Linkage of the scrapie-associated fibril protein (PrP) gene and Sinc using congenic mice and restriction fragment length polymorphism analysis.

Sinc, with two alleles p7 and s7, is the major gene determining the incubation period of all strains of scrapie in mice. The major protein (PrP) of scrapie-associated fibrils is encoded by a cellular gene and we have used a cDNA copy of the hamster PrP mRNA to carry out restriction fragment length polymorphism (RFLP) analysis of different inbred mouse strains including VM(Sincp7) and VM(Sincs7) congenic mice. In VM(Sincp7) mice, a 5.5 kb XbaI fragment hybridized to the PrP cDNA sequence whereas VM(Sincs7) congenic mice had a 3.8 kb XbaI fragment.
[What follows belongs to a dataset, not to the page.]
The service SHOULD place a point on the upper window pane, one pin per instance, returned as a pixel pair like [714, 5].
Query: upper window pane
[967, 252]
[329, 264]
The VM X VM(Sincs7) congenic F1 mice had both the 5.5 kb and the 3.8 kb fragments. The Sincs7 donor mouse strain, C57BL, had the 3.8 kb fragment suggesting that the Sinc gene and the gene coding for PrP are linked, and could even be the same gene. Other Sincp7 inbred mice (IM and MB) had the 5.5 kb fragment but so too did some Sincs7 strains (RIII and VL), implying that the XbaI site polymorphism is not functionally involved in the difference between the two Sinc alleles. We have mapped the polymorphic XbaI site to the 3' flanking region of the PrP gene. TaqI and HhaI were also found to show polymorphisms in the inbred mouse strains studied. The apparent RFLP with HhaI may be a result of differences in methylation rather than in sequence.